Ainsi, depuis l’été, on a vu une nouvelle correction à la baisse sur ce marché, après la forte remontée des taux d’intérêt, avec des taux hypothécaires atteignant 8% pour des prêts à 30 ans. Ceci s’est reflété notamment par le fort recul de l’indice de confiance des promoteurs immobiliers.
Néanmoins, la persistance de l’absence de biens immobiliers mis sur le marché, vu la forte montée des coûts de financement, semble encore entretenir une hausse des prix. Une hausse qui a commencé aussi en début d’année. Ainsi, les prix de l’immobilier, après la forte baisse de 2022, sont de nouveau en hausse en glissement annuel. La hausse en septembre a été de 3,9% sur l’indice de S&P (Case-Shiller) pour l’ensemble du pays.

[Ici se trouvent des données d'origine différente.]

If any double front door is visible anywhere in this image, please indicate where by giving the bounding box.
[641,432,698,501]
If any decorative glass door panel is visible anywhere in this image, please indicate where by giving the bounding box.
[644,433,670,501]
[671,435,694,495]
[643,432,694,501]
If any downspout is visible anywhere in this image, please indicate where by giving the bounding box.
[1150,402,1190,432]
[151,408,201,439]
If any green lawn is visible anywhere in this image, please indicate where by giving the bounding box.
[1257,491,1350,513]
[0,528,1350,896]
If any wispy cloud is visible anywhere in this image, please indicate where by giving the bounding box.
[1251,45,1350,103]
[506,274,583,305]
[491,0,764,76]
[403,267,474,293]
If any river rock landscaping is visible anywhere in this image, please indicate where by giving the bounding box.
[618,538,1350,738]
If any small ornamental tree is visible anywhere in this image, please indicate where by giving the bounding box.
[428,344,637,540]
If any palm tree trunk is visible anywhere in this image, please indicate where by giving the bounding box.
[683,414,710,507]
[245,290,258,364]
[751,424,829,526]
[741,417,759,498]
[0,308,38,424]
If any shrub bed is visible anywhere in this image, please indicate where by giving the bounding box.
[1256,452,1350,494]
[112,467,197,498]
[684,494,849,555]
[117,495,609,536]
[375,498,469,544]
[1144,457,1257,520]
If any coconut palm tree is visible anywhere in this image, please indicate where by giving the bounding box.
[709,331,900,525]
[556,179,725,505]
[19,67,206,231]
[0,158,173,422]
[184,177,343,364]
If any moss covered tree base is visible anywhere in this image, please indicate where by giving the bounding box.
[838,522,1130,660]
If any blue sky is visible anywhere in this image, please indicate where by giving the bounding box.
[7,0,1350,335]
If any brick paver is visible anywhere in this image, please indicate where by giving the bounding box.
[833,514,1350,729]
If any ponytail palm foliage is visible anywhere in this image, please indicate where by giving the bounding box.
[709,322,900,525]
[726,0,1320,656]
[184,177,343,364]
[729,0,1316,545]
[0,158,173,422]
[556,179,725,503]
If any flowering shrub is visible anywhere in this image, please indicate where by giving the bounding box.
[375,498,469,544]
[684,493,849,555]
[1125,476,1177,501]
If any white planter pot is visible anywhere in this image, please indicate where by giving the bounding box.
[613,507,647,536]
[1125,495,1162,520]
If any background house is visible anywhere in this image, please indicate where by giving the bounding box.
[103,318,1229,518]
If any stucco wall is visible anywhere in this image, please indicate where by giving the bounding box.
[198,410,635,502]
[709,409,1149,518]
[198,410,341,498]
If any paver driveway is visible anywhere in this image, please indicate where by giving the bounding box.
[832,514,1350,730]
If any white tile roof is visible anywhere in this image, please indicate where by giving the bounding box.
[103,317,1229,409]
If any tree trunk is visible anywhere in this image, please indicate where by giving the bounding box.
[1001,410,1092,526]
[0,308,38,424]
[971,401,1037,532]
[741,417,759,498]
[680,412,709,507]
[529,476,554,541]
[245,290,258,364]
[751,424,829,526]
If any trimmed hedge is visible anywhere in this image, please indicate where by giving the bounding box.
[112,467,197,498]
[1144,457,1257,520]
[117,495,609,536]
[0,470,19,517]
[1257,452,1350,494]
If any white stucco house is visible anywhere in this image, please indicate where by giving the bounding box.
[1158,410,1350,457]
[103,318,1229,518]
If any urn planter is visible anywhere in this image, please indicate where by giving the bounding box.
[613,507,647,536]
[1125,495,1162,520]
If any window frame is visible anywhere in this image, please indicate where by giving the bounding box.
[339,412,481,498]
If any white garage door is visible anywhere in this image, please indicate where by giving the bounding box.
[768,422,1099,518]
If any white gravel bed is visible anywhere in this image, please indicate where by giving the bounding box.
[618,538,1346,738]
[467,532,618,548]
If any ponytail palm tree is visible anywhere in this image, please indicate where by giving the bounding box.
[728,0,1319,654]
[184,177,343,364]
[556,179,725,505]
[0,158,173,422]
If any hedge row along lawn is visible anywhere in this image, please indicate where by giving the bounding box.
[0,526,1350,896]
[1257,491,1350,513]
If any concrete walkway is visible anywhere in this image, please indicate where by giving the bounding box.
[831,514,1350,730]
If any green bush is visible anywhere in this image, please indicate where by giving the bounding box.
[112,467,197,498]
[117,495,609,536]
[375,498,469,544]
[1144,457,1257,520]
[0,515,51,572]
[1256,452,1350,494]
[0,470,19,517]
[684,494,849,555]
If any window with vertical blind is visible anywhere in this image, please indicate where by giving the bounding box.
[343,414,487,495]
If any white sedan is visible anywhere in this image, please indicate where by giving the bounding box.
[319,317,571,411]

Fig.5 Etats-Unis : Les prix de l’immobilier ont rebondi depuis la fin 2022, traduisant en partie le manque de logements à vendre
Même si les taux hypothécaires pour les prêts à 30 ans sont repassés en dessous de 8%, il nous semble que la persistance de conditions monétaires restrictives devrait peser sur le marché dans les mois à venir, et tasser les prix. En même temps, ces hausses de prix viennent rendre encore plus difficile l’accès à la propriété.